A birthday, the first day of school at a brand new school, and a deployment all in one day was a lot. But this was not our first experience with deployment. In fact, in ten years, I’d lost count of the birthdays and milestones interrupted or missed and the number of goodbyes we’ve said that made us wonder if they’d be the last.
I stood there in my driveway, closed my eyes, and breathed in deeply, slowing my racing heart. I attuned my spirit to the Lord’s dwelling within me. I would live in awareness, not of danger and of the unknown but of the presence of the Lord with me.

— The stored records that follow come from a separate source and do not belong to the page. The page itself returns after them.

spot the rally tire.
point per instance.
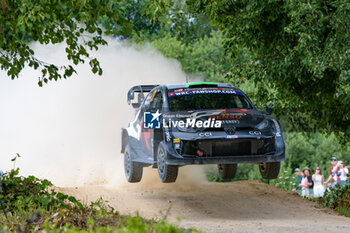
(227, 171)
(133, 170)
(269, 170)
(167, 173)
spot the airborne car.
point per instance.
(199, 123)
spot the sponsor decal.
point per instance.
(176, 140)
(205, 134)
(229, 116)
(256, 132)
(167, 136)
(194, 123)
(151, 120)
(231, 122)
(230, 130)
(180, 92)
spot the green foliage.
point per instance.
(314, 150)
(52, 22)
(299, 56)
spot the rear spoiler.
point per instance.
(141, 89)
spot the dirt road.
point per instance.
(245, 206)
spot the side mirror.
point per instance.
(268, 109)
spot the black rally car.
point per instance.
(198, 123)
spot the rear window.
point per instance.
(206, 98)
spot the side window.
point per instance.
(156, 101)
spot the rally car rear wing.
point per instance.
(141, 89)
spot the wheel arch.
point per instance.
(125, 139)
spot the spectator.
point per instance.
(342, 173)
(318, 180)
(298, 173)
(333, 175)
(309, 179)
(304, 185)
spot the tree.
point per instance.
(299, 56)
(72, 22)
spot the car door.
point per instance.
(148, 135)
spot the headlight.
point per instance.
(263, 125)
(277, 128)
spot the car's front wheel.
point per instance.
(227, 171)
(167, 173)
(269, 170)
(133, 170)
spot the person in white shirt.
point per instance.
(342, 172)
(318, 179)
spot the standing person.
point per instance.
(342, 173)
(304, 185)
(333, 175)
(318, 179)
(309, 179)
(298, 173)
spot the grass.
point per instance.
(32, 205)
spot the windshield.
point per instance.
(206, 98)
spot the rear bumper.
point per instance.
(268, 158)
(276, 155)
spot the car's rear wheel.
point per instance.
(269, 170)
(133, 170)
(167, 173)
(227, 171)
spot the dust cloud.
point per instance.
(69, 131)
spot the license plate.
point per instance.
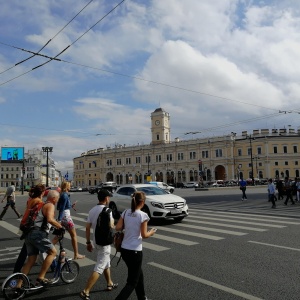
(176, 211)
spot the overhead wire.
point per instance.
(38, 53)
(55, 57)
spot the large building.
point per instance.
(260, 154)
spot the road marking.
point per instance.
(276, 246)
(240, 222)
(212, 229)
(205, 236)
(244, 214)
(206, 282)
(249, 217)
(189, 220)
(174, 240)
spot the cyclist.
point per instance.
(37, 239)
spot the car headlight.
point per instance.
(157, 204)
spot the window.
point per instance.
(218, 152)
(258, 150)
(193, 155)
(180, 156)
(205, 154)
(295, 149)
(169, 157)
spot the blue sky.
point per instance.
(215, 66)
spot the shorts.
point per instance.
(67, 222)
(37, 241)
(103, 258)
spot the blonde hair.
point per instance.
(137, 198)
(64, 186)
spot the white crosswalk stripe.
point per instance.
(222, 219)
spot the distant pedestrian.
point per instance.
(271, 192)
(11, 201)
(243, 187)
(288, 189)
(64, 205)
(279, 186)
(298, 189)
(135, 223)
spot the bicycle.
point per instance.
(65, 268)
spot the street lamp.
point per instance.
(47, 150)
(250, 137)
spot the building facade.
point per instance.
(260, 154)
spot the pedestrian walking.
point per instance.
(103, 252)
(37, 239)
(243, 187)
(64, 205)
(298, 189)
(271, 192)
(135, 223)
(279, 186)
(10, 201)
(288, 189)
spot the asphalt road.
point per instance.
(225, 249)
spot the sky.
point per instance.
(98, 69)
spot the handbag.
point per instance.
(118, 239)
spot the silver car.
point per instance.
(159, 204)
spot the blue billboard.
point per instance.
(12, 153)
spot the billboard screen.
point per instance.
(12, 153)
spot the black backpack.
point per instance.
(104, 234)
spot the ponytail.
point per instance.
(137, 198)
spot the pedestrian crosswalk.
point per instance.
(210, 221)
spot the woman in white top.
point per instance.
(134, 221)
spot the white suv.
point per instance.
(163, 186)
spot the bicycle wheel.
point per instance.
(69, 271)
(10, 289)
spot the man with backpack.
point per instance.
(11, 201)
(100, 219)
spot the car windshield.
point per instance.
(152, 190)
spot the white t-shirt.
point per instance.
(93, 216)
(132, 237)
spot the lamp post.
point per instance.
(47, 150)
(251, 156)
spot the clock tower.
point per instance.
(160, 127)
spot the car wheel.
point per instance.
(146, 210)
(115, 212)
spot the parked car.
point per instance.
(57, 188)
(191, 184)
(159, 204)
(109, 185)
(163, 186)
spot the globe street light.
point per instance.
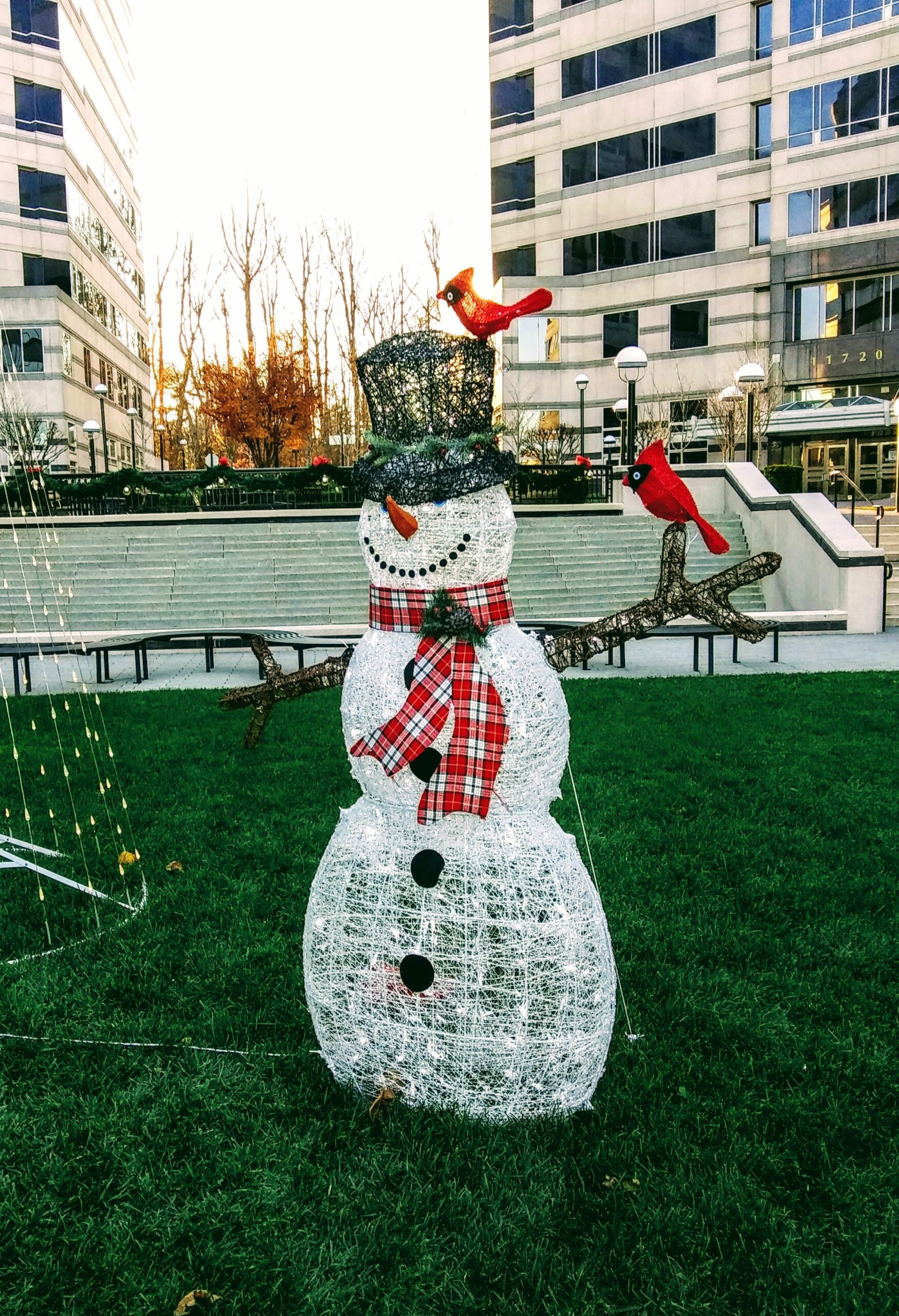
(132, 414)
(581, 381)
(748, 378)
(631, 365)
(91, 429)
(100, 390)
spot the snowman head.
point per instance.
(435, 506)
(454, 541)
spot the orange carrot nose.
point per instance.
(402, 520)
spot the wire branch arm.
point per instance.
(278, 687)
(675, 596)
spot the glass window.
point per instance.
(41, 196)
(44, 271)
(762, 31)
(511, 17)
(687, 43)
(689, 325)
(580, 165)
(802, 116)
(23, 351)
(801, 214)
(834, 114)
(837, 309)
(580, 74)
(517, 264)
(865, 103)
(620, 330)
(893, 196)
(36, 22)
(539, 340)
(39, 109)
(834, 207)
(802, 22)
(762, 223)
(869, 306)
(687, 140)
(687, 234)
(512, 186)
(762, 130)
(623, 62)
(512, 100)
(623, 247)
(893, 93)
(580, 254)
(836, 16)
(626, 154)
(863, 202)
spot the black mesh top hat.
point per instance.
(431, 400)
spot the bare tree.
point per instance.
(248, 248)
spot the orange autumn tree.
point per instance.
(268, 406)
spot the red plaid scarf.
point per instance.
(447, 674)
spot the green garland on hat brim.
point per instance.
(435, 447)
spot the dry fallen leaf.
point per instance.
(200, 1296)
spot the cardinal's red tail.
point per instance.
(535, 302)
(714, 540)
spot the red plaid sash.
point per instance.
(445, 675)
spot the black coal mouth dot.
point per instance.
(416, 573)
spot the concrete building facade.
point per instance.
(718, 184)
(73, 299)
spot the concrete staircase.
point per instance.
(890, 545)
(301, 572)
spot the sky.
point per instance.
(372, 114)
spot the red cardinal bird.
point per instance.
(664, 494)
(482, 318)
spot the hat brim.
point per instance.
(411, 478)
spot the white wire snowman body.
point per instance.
(501, 910)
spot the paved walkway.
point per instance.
(670, 657)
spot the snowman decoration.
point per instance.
(456, 951)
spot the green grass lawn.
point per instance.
(745, 836)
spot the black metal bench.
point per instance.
(698, 631)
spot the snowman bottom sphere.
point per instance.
(465, 965)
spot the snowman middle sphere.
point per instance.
(456, 949)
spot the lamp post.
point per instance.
(631, 365)
(91, 429)
(731, 396)
(581, 381)
(620, 410)
(748, 379)
(100, 390)
(132, 414)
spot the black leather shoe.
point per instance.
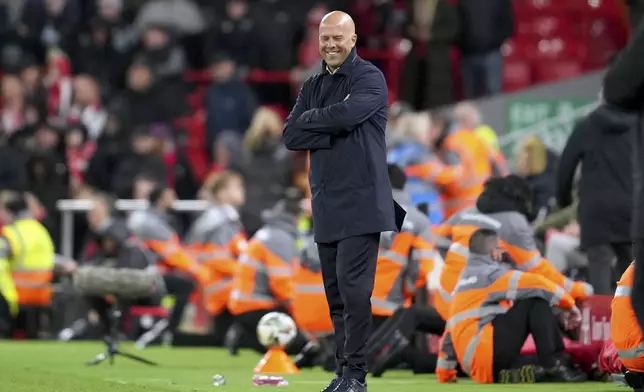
(634, 380)
(233, 339)
(334, 385)
(352, 385)
(562, 373)
(390, 355)
(527, 374)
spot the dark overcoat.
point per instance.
(341, 118)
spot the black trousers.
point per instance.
(527, 316)
(249, 320)
(180, 287)
(349, 271)
(103, 308)
(6, 320)
(601, 274)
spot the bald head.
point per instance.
(337, 38)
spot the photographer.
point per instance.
(116, 251)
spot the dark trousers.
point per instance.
(180, 287)
(349, 271)
(248, 322)
(527, 316)
(601, 274)
(5, 319)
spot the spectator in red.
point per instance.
(427, 74)
(235, 33)
(13, 104)
(230, 103)
(485, 26)
(162, 53)
(266, 165)
(79, 150)
(58, 83)
(87, 108)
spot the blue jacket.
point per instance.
(341, 118)
(420, 191)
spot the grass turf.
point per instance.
(59, 367)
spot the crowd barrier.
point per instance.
(68, 208)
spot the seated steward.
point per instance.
(494, 310)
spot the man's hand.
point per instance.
(571, 318)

Several weeks later, the buzz of my phone woke me just before dawn. The screen showed five missed calls. I immediately knew something was wrong. My phone vibrated again as I held it. I sat up and answered. It was my husband. I exhaled an anxious breath from my lungs. He wanted to reach me before I turned on the TV and saw the news. Through hurried, hushed words that lacked detail, he told me he was safe, but others were not. I felt weak and weepy, but I just listened quietly. He spoke with composure, but I’ve known his voice long enough to hear the emotions he was trying to repress. With forced stoicism, he told me to pray and to tell our two sons that he loved them. The goodbye felt permanent. I slid off our bed onto the floor as tears slid down my cheeks and prayed with my forehead resting against our mattress.
During that deployment, my husband was on a mission that killed one of his friends. Any comfort we tried to offer each other thousands of miles apart in the midst of a traumatic tragedy fell short. And due to his position, I could only confide in a couple of friends. I spent days and nights battling rounds of worry and crying. In the panic, I wanted peace, and in the mourning, I wanted comfort.